By Darren Smith, Weekend Contributor
The proposal involves installation of the readers and feeding the license data to the central computer system that serves the police department’s LPRs installed on patrol cars. It promises to be a monumentally cost inefficient system despite what city officials might claim. The civil liberties implications notwithstanding.
Psst, car thieves of California: be sure to take in your stolen car when you take out the trash.
We featured an article HERE describing this type of system of license plate readers.
Reportedly, the cost of fitting a police vehicle with the license plate reading system is about $34,200.00. While it is unknown if this type of cost will be applied to a garbage truck owned by a private corporation, it certainly describes well the amount of money involved.
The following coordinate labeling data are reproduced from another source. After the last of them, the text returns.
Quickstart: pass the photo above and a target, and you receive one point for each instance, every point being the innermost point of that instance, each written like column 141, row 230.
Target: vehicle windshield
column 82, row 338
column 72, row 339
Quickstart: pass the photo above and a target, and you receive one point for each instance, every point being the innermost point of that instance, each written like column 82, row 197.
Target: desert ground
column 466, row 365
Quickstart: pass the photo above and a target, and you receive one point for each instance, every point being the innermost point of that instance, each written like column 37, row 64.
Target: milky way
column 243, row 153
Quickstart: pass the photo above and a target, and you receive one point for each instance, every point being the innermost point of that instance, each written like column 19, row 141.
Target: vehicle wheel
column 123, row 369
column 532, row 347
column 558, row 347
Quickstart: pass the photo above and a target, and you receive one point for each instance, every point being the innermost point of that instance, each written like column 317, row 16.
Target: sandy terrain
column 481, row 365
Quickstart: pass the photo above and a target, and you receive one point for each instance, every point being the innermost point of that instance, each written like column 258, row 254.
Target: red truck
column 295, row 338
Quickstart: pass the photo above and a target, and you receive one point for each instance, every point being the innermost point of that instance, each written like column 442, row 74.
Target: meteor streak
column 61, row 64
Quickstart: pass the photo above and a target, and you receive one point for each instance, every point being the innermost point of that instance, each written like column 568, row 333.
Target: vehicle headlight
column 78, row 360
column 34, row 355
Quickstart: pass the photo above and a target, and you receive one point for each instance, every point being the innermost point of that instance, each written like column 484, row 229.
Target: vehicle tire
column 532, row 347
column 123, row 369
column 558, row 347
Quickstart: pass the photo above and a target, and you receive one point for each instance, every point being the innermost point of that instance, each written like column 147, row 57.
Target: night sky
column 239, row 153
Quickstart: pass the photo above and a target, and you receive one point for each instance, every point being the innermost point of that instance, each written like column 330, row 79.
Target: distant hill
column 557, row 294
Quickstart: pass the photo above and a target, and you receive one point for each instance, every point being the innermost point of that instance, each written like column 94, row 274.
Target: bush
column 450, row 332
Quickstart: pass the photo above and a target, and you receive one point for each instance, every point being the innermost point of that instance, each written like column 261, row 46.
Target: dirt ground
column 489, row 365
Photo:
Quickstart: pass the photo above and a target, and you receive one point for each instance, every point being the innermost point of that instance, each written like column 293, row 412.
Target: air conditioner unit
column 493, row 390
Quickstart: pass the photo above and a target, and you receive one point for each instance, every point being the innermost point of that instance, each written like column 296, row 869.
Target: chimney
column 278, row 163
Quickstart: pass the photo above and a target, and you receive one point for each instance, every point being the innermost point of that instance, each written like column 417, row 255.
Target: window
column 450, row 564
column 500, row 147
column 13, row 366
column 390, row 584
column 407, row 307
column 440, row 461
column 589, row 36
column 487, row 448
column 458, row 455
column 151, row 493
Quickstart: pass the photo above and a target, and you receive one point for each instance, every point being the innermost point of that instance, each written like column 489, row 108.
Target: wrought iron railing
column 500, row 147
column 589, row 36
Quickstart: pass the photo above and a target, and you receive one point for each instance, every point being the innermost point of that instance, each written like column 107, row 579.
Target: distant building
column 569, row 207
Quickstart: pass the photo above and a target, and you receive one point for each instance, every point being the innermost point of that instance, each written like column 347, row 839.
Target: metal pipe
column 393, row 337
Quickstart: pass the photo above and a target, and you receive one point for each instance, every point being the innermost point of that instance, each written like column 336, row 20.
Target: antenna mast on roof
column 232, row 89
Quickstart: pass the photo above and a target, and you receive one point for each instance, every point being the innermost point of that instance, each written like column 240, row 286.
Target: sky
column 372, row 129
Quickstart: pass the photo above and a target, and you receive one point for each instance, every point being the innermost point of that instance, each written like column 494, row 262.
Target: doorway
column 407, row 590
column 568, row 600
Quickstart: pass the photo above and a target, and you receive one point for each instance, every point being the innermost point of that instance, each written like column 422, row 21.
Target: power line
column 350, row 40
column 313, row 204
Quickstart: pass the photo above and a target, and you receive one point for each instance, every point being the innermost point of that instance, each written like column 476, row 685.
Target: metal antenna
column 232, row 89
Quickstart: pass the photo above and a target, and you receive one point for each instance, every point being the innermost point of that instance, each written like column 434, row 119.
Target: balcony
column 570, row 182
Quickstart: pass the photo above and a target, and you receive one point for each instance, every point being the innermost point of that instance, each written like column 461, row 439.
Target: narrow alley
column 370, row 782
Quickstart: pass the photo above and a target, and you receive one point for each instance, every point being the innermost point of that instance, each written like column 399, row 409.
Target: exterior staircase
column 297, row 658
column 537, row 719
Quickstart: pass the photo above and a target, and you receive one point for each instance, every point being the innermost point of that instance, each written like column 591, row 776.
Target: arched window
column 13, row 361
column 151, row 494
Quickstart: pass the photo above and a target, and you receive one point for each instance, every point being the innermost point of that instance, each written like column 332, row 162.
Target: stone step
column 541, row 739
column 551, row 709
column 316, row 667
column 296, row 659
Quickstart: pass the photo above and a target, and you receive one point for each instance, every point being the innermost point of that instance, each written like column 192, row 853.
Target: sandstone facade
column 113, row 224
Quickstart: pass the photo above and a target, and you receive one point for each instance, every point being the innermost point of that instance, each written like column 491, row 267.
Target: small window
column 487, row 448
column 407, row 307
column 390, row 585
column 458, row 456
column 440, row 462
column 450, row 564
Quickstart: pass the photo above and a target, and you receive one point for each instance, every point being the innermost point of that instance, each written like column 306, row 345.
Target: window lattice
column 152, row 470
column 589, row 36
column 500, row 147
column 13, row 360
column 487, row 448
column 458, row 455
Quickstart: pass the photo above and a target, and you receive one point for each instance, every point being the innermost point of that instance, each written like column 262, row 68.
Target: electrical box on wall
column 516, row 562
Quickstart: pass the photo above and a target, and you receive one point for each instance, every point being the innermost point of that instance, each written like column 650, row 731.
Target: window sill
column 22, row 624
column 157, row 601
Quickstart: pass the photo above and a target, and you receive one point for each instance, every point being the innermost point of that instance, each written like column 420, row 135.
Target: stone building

In our sister article the Oakland Police Department reported approximately .16% of all license plates read resulted in a hit on a wanted vehicle. Yet, the city here spends over thirty four thousand per vehicle to read these plates. Now, there is this proposal to equip a number of garbage trucks. Why is this a poor cost benefit?
First, San Jose is the tenth largest city in the United States. The number of garbage trucks that would be required to read each neighborhood, a goal of these city officials, is likely to be in the hundreds. To make such a system effective would require each truck on duty to carry a reader or, alternatively, have few trucks that are rotated. The advantage of the former would be a quicker turn around time for reads of neighborhoods, that is once per week. The disadvantage is certainly cost. In the latter scenario having few trucks that are rotated makes the probability of finding stolen vehicles nearly consistent with mere chance and luck.
The best element of assessing cost/benefit would be to estimate the cost of the system per vehicle recovered. Few would agree that if the cost per recovery was a few thousand dollars, it would not merit such expense but it could easily be the case.
Additionally, if the wanted vehicle discovered is moving, the data is of almost no value to the police because, frankly, garbage trucks generally do not pull over stolen vehicles. The police are not going to be around when the hits occur unlike a police vehicle mounted system where they obviously will.
Privacy issues aside, this is not a reasonable use of the city’s money–especially when the department is reportedly reducing its staffing levels.